En la "sostenibilidad de la deuda" entran a jugar las quitas en valor presente a aplicarse a los bonos en dólares. Pero a esas quitas se enfrentan los bonistas que pueden rechazar la oferta de Guzmán y trabar el proceso. Es lo que pasó con el AF20, papel que se quiso canjear por nuevos títulos con menor tasa y con menor capital y que derivó en el rechazo de los fondos norteamericanos y el default.

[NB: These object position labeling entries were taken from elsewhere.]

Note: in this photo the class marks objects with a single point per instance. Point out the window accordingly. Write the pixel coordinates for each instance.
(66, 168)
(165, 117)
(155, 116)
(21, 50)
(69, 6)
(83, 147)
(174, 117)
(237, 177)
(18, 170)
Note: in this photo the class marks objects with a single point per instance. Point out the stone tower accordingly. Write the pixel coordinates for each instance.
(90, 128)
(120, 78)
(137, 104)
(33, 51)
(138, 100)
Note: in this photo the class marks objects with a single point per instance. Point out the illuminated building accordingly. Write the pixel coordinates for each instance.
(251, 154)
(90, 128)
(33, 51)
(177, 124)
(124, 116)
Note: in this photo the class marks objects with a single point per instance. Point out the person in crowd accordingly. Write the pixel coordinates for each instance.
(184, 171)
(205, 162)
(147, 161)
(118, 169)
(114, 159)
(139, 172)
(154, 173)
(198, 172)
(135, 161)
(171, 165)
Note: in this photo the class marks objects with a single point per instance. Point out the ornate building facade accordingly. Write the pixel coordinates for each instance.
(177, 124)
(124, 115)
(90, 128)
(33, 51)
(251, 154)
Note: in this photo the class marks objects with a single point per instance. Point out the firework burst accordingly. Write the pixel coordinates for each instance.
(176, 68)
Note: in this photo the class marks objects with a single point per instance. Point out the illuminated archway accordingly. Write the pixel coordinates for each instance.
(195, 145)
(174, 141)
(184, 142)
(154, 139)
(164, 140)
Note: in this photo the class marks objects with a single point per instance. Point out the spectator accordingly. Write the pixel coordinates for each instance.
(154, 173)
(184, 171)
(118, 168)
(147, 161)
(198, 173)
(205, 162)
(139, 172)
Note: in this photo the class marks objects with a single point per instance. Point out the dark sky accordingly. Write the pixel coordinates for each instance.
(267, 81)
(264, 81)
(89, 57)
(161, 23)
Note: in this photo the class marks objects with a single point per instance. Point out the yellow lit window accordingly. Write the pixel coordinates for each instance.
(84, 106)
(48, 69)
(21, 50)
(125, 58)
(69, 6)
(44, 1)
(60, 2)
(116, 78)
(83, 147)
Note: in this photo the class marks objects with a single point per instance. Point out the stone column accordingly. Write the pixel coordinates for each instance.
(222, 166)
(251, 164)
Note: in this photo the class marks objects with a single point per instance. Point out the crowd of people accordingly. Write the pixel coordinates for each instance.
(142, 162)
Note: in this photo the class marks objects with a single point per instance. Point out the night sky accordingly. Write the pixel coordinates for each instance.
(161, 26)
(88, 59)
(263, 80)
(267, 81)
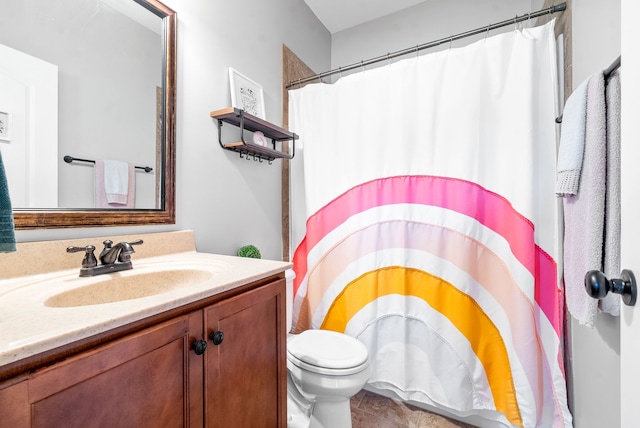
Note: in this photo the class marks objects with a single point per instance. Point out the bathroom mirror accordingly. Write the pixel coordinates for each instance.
(116, 91)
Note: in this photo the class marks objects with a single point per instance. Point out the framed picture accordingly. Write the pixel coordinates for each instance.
(5, 126)
(246, 94)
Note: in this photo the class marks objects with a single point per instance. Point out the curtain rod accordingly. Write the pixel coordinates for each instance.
(553, 9)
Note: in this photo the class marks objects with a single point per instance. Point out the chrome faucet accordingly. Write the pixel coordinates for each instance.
(113, 258)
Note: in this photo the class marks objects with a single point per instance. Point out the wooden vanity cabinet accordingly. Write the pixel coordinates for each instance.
(153, 378)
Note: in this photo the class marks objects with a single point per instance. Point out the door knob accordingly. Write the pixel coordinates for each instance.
(216, 337)
(199, 346)
(597, 286)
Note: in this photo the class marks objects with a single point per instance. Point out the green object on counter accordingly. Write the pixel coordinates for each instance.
(249, 251)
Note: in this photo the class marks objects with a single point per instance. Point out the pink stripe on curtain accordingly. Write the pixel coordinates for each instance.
(465, 197)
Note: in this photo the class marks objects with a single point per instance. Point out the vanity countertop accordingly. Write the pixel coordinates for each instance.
(29, 327)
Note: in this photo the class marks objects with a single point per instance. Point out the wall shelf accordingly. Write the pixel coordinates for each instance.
(245, 121)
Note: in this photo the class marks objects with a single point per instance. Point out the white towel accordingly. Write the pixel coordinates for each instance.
(584, 212)
(611, 303)
(571, 150)
(116, 181)
(115, 184)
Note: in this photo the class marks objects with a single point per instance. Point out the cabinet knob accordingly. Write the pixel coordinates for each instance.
(597, 286)
(199, 346)
(216, 337)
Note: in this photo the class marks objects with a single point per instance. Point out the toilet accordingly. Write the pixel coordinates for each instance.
(324, 370)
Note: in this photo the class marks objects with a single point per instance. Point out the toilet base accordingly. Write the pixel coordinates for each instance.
(331, 414)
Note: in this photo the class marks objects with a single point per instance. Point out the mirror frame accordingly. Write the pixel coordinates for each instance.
(63, 218)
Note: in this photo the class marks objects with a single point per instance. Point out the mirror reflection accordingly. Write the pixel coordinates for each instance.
(85, 79)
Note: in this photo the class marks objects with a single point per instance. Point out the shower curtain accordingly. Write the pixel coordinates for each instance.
(426, 225)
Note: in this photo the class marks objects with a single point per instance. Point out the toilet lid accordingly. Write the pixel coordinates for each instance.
(327, 349)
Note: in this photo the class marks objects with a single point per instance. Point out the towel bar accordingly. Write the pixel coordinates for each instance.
(69, 159)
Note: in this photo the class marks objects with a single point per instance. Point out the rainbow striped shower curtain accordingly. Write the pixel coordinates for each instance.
(426, 225)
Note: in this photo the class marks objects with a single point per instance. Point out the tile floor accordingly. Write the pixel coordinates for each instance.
(372, 410)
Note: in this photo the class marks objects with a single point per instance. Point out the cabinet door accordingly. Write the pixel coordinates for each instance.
(245, 374)
(141, 380)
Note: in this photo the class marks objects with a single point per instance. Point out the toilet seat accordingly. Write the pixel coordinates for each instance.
(327, 352)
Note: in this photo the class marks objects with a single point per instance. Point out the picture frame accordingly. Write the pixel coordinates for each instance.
(246, 94)
(5, 126)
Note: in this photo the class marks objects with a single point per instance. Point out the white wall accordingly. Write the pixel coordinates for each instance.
(423, 23)
(228, 201)
(86, 41)
(595, 353)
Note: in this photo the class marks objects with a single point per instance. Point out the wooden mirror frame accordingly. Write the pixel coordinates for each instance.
(61, 218)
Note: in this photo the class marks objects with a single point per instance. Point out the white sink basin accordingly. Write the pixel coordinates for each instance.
(128, 285)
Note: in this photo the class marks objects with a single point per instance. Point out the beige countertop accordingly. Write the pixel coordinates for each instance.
(29, 326)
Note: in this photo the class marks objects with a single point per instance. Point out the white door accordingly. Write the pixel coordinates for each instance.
(630, 322)
(29, 100)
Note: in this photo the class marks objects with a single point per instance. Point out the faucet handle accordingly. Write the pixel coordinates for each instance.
(125, 256)
(89, 259)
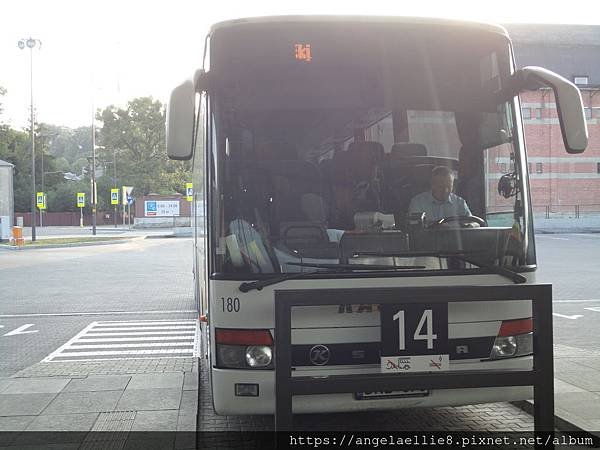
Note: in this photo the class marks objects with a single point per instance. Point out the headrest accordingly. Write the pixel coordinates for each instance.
(375, 148)
(408, 149)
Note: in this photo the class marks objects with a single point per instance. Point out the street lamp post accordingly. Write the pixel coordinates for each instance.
(31, 43)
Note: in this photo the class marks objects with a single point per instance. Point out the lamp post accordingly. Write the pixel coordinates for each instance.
(31, 43)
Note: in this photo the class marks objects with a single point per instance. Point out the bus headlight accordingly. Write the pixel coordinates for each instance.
(259, 356)
(504, 347)
(244, 349)
(515, 338)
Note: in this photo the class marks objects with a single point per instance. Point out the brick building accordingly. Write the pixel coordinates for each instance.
(561, 183)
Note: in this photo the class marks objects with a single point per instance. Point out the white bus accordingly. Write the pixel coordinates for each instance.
(312, 137)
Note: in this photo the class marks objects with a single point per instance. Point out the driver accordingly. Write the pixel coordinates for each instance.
(440, 201)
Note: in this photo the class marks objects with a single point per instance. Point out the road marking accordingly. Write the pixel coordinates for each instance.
(152, 338)
(156, 328)
(142, 333)
(106, 313)
(109, 340)
(597, 300)
(21, 329)
(573, 317)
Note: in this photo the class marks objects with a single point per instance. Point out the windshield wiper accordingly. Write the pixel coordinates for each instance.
(259, 284)
(355, 266)
(517, 278)
(332, 269)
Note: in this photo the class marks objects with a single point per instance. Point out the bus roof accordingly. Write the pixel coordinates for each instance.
(410, 21)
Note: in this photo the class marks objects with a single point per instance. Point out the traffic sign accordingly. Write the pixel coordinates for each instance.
(41, 200)
(114, 196)
(127, 190)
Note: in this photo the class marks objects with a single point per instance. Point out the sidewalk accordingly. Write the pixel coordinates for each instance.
(577, 388)
(116, 398)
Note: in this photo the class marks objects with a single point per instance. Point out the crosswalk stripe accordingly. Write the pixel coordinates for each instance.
(145, 344)
(130, 339)
(185, 327)
(145, 338)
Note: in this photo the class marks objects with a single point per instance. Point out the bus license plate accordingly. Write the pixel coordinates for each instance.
(414, 337)
(390, 394)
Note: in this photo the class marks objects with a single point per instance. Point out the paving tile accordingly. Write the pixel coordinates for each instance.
(190, 381)
(189, 402)
(36, 385)
(149, 399)
(156, 381)
(561, 387)
(4, 382)
(150, 441)
(584, 378)
(579, 405)
(15, 423)
(83, 402)
(165, 420)
(63, 422)
(186, 422)
(24, 404)
(98, 383)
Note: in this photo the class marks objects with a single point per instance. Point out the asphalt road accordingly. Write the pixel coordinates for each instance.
(47, 296)
(50, 295)
(571, 262)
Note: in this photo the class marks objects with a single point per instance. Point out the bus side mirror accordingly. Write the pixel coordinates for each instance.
(568, 103)
(180, 121)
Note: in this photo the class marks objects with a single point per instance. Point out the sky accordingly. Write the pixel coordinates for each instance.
(94, 54)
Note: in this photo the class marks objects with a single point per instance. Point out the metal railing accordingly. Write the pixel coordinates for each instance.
(541, 377)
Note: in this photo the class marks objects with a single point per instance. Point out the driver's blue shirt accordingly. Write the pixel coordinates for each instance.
(435, 209)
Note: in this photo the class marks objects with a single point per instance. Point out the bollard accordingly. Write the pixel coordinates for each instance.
(18, 238)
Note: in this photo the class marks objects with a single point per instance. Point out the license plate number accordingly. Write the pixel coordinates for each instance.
(414, 337)
(390, 394)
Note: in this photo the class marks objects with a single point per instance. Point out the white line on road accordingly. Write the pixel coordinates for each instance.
(21, 329)
(100, 313)
(143, 344)
(94, 342)
(597, 300)
(155, 338)
(156, 328)
(129, 352)
(573, 317)
(142, 333)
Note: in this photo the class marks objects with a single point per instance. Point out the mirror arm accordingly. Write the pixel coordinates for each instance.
(201, 81)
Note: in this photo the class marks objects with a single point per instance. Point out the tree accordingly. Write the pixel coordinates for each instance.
(135, 137)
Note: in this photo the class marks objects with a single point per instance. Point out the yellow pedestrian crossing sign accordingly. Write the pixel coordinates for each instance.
(40, 200)
(114, 196)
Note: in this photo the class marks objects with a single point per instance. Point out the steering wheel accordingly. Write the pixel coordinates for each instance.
(463, 221)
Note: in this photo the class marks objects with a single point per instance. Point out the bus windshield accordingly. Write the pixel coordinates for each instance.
(345, 146)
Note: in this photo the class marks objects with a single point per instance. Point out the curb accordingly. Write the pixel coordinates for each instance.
(74, 244)
(559, 423)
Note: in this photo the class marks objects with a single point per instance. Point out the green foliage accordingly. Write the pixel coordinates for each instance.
(64, 196)
(135, 138)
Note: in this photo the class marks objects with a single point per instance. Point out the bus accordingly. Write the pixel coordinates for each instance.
(317, 142)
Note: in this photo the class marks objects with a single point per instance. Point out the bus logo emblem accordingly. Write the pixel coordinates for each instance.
(319, 355)
(303, 52)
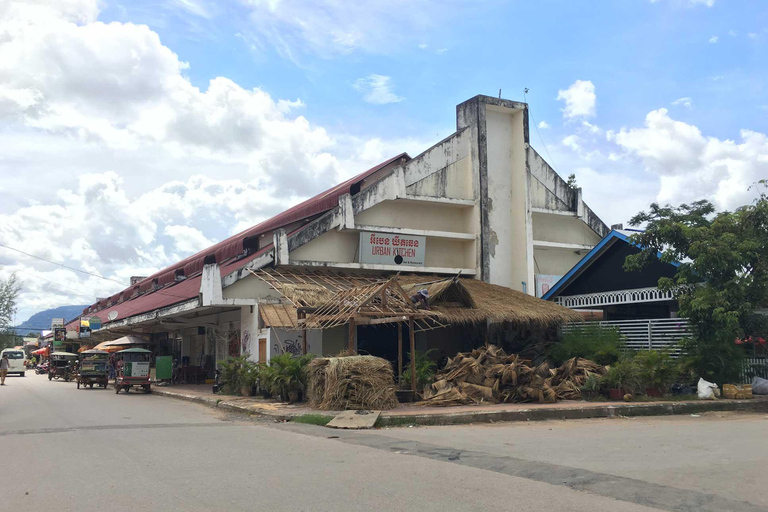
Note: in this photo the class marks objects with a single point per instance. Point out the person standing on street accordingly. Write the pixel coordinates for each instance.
(4, 365)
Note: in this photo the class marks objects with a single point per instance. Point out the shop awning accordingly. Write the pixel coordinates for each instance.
(122, 344)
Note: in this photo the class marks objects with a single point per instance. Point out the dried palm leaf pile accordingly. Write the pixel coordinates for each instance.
(351, 382)
(490, 375)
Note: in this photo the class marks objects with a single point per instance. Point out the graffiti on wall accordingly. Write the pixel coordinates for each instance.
(288, 346)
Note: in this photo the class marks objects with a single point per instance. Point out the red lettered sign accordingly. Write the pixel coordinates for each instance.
(391, 249)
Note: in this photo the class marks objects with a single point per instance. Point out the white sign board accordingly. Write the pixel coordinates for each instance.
(390, 249)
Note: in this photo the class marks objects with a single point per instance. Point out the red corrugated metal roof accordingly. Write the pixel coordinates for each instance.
(227, 252)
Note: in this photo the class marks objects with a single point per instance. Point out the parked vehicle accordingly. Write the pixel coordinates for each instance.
(133, 369)
(62, 366)
(93, 369)
(16, 360)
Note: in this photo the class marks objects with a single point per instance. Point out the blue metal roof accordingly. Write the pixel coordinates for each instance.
(598, 249)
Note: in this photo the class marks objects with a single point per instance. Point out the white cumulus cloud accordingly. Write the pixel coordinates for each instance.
(693, 166)
(377, 89)
(579, 99)
(126, 165)
(685, 102)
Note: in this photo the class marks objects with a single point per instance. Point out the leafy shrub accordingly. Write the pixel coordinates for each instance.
(719, 361)
(235, 373)
(624, 374)
(425, 370)
(602, 345)
(593, 383)
(286, 375)
(656, 369)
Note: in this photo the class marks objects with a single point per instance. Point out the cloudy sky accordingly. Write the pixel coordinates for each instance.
(133, 133)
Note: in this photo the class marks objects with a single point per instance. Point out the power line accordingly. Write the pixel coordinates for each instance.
(530, 111)
(62, 265)
(57, 284)
(83, 272)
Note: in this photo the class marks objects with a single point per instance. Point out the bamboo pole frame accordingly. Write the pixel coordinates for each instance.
(399, 352)
(413, 354)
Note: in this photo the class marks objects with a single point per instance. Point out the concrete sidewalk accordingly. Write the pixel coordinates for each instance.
(412, 414)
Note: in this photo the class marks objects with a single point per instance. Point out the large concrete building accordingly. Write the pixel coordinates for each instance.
(482, 203)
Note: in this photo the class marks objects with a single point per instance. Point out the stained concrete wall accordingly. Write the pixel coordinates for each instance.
(562, 229)
(419, 215)
(454, 181)
(508, 216)
(334, 246)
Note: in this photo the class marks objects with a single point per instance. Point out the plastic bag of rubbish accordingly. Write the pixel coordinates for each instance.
(759, 386)
(706, 390)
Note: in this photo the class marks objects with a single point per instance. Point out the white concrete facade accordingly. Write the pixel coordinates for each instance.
(489, 206)
(485, 202)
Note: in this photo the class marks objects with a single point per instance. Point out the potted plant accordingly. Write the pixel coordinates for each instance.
(591, 387)
(622, 378)
(232, 373)
(425, 374)
(249, 376)
(286, 376)
(656, 370)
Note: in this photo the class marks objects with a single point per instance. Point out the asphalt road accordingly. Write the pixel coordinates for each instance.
(82, 450)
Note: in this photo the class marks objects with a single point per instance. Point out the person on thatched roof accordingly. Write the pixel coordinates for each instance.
(421, 298)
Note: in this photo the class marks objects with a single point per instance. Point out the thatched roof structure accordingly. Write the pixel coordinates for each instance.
(279, 315)
(452, 300)
(488, 302)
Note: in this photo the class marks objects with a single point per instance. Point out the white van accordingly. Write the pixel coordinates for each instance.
(16, 359)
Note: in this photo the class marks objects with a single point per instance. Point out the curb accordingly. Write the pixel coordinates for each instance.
(600, 411)
(218, 403)
(533, 414)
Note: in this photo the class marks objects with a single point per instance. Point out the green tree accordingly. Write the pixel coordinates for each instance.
(721, 278)
(9, 292)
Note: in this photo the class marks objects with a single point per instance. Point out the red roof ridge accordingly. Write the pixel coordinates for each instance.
(233, 246)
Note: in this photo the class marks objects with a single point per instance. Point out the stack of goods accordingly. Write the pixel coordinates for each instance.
(489, 375)
(737, 392)
(351, 382)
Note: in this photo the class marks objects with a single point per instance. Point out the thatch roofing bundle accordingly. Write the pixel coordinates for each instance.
(489, 375)
(471, 301)
(452, 300)
(350, 382)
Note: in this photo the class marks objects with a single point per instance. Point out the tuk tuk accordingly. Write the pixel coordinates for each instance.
(132, 369)
(62, 366)
(93, 368)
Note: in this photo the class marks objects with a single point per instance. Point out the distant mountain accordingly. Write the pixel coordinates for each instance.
(42, 320)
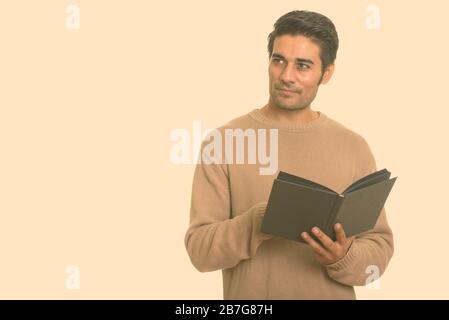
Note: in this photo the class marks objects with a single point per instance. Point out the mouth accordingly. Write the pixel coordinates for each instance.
(286, 91)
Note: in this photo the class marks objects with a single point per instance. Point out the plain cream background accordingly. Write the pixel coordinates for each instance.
(86, 115)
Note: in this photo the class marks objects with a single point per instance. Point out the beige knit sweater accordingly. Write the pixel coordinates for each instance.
(229, 200)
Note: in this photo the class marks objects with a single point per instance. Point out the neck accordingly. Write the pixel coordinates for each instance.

Para tratar de minimizar heridas en tenedores del AF20, en las últimas horas se dispuso que ese bono pueda ser usado al valor técnico en futuras licitación de deuda que realice el Tesoro Nacional.
Momento clave
Martín Guzmán entra en zona de definiciones. Sabe que su futuro depende del resultado que logre en la oferta a bonistas. Por lo hecho hasta ahora, se percibe la falta de expertise y conocimiento de cómo operan grandes inversores. La oferta que se viene será del tipo: "Es esto o nada". Desde el lado de Guzmán no habrá lugar para negociaciones previas que permitan asegurar, al lanzar la oferta, que un elevado porcentaje estará a favor. Del trampolín a la pileta, sin medir el nivel de agua.
Banqueros argentinos en Nueva York aseguraron a A24.com que "el malestar por el no pago del AF20 puede contagiarse a inversores con tenencias de deuda en dólares". Lo paradójico es que el clima en mercados es ideal para que la Argentina logre salir rápidamente de esta encrucijada en la que se encuentra.
La semana pasada, Ghana recibió 15.000 millones de dólares en oferta para su lanzamiento de un bono a 40 años de plazo. La Argentina no pudo renegociar deuda en pesos por el equivalente a poco más de mil millones de dólares. El país africano no es rehén de los mercados financieros, evidentemente.